Some recent decisions of the All-India Council for Technical Education (AICTE) in regard to engineering courses in Maharashtra make it clear that it is as easy to bring pressure on so-called all-India bodies as on state ones. Further, any set of rules can be readily subverted to suit the interests of those who matter and officials of bodies like the AICTE and universities and colleges who are responsible for maintaining standards in higher education willingly default on their responsibilities to accommodate the powerful and the influential.

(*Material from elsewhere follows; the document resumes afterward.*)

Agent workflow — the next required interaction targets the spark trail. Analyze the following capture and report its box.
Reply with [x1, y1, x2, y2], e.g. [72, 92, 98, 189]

The All-India Council for Technical Education (AICTE), a supervisory body of the central government, was formed about 15 years back supposedly to ensure proper standards of imparting technical education in the country. Such a supervisory body was considered essential because there exist many locally strong political and social pulls and pressures on universities and colleges which frequently work against the standards of higher technical education. It was thought that an all-India body would also keep in line the numerous education shops that have sprung up in many states such as Maharashtra, Karnataka and others. In these states, locally powerful politicians have discovered a very lucrative, totally risk-free, low-investment, high-return, money-making avenue in the guise of engineering colleges. By retaining effective control over admissions to these institutes and taking full advantage of the loopholes in the various reservation rules and the system of quotas, an alert and resourceful college management could and did make money hand over fist in every admission season.

In the current academic year, already half over, the entire admissions procedure for the FY engineering class in Maharashtra was repeatedly thrown out of gear because of changes and modifications in the rules even after the admissions were almost complete. The last postponement was caused by the action of the AICTE itself when, violating its own guidelines, it allowed two new institutes in the state to take in fresh students even after admissions were completed and the new term was already launched. As it happens, these two institutes are run by two politicians currently in power in the state. The teaching for the first term thus began almost about the time when the first term should have concluded. The first term, normally of 16 weeks, has therefore been extended till January 15, 2001. But even this extension will not make up for all the lost weeks and would only partly cover the loss of teaching to the new students. Neither the academic authorities nor the educational barons who control the engineering colleges in Maharashtra were perturbed in any way at this loss to the students and to education.